In the distant past chariots were used as well as horses, but as time passed, the chariots disappeared and were replaced by warriors on horseback. This took time because horses were smaller in those days and had difficulty carrying a warrior in full armour. In addition to this, it was easier to fight from a chariot than from horseback as early warriors had no saddles, stirrups etc with which to steady themselves during a battle. The use of chariots in battles died out in Roman times – the exceptions being for ceremonial duties and chariot-racing. Eventually the use of armour died out, but not until the 17th century.
After the end of World War I cavalry units had to be modernised – horses were often replaced with tanks. Exceptions do exist but carry out ceremonial roles – royal or state duties, for example.
The word ‘artillery’ has a disputed origin. Some believe it comes from the French word ‘artillier’. An artillier, from the 1200s on, was someone who built war weaponry. Others believe that the word may come from the Italian ‘arte de tirare’ which means ‘the art of shooting’.

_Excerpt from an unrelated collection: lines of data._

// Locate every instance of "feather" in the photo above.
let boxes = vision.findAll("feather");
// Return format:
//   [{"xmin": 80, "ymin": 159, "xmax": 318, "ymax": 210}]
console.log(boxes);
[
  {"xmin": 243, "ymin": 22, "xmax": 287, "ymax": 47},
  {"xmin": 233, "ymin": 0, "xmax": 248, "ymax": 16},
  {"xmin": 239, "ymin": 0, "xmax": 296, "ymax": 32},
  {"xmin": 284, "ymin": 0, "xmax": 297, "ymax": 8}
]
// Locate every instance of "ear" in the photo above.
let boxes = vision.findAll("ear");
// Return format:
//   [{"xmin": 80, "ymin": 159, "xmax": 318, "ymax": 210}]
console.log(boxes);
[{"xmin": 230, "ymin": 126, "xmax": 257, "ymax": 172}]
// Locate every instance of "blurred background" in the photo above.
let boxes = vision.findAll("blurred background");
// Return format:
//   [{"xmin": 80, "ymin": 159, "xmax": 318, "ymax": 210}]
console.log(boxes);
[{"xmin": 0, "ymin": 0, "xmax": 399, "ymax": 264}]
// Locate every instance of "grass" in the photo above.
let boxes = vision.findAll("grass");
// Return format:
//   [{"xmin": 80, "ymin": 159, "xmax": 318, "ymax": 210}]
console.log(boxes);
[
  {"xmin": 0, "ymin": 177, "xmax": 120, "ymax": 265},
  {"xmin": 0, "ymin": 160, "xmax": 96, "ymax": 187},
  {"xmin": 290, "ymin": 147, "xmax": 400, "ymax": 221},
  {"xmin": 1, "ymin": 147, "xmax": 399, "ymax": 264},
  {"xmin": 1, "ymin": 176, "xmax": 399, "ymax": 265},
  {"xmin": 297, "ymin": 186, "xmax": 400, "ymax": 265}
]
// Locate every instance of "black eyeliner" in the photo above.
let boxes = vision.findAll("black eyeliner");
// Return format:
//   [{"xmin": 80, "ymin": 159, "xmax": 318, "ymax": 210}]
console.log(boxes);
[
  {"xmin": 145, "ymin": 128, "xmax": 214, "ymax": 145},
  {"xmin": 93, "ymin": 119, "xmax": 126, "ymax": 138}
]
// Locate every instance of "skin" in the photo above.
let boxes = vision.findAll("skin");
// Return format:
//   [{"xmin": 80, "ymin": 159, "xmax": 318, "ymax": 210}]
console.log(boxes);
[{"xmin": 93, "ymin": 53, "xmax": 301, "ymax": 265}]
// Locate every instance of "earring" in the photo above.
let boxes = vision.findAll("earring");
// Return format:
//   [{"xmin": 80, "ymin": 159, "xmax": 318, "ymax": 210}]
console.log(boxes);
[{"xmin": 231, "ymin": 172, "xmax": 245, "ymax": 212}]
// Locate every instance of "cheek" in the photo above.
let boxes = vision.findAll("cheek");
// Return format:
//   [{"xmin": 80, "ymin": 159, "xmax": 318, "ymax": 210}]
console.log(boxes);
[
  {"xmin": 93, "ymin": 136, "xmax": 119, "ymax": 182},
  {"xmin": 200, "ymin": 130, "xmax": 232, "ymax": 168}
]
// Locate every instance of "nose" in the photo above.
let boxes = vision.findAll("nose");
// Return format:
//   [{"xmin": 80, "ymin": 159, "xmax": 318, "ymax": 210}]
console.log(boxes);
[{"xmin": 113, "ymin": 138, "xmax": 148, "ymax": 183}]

Once upon a time the word artillery was used to describe soldiers who used projectile weapons, such as guns and cannons but now it has also come to mean the weapons themselves.
The role of the artillery was originally to break down castle walls and the like. Of course, it has come a long way since then and now has a range of highly flexible weapons at its disposal, such as machine-guns and missiles.
Artillery has been used since Roman times but the adoption of gunpowder (discovered in China in the 9th century) in weaponry in the Middle Ages meant that artillery equipment no longer needed to be limited by the use of mechanical devices (e.g. catapults) to launch ammunition at the enemy.
Artillery units are not used for combat at close quarters - for that the army uses the infantry.
Soldiers in the infantry are trained to fight on foot, face-to-face with the enemy. They must be extremely fit and are trained to be more aggressive than other army units. Their job is traditonally to attack the enemy, kill him in close combat (or capture him) and hold the ground. Nowadays they also carry out patrols, raids, escort duties and the collecting of intelligence. History tells us the infantry are the oldest type of fighting force, existing before either the artillery or the cavalry. In the past they would have fought with clubs and lances, nowadays they use guns and hand-grenades, etc. The infantry used to fight in formation, rank after rank marching into battle but modern infantry tends to work in smaller units which are able to keep in touch thanks to the advanced made in communications in more recent times. Since the end of World War II however, the infantry has not expanded at the same rate as the artillery in modern armies. This is due to the fact that the technology required by the military has become more and more advanced and because the role of logistics in modern warfare has been recognised and expanded.
Se also: Women and homosexuals should not be allowed to join the army
Quick Quiz: Read the clues below and write the solutions on a piece of paper. Then take the first letter of each answer and rearrange them to find the hidden word connected with this Talking Point.
1. The word ‘cavalry’ __________ in the French word for horse: cheval.
2. It was easier to fight from a chariot than from horseback as early warriors had no __________, stirrups etc with which to steady themselves during a battle.
3. The use of chariots in battles died out in __________ times.
4. The word ‘artillery’ has a __________ origin.
5. Soldiers in the __________ are trained to fight on foot, face-to-face with the enemy.
6. Nowadays the infantry also carry out patrols, raids, __________ duties and the collecting of intelligence.
7. The role of __________ in modern warfare has been recognised and expanded.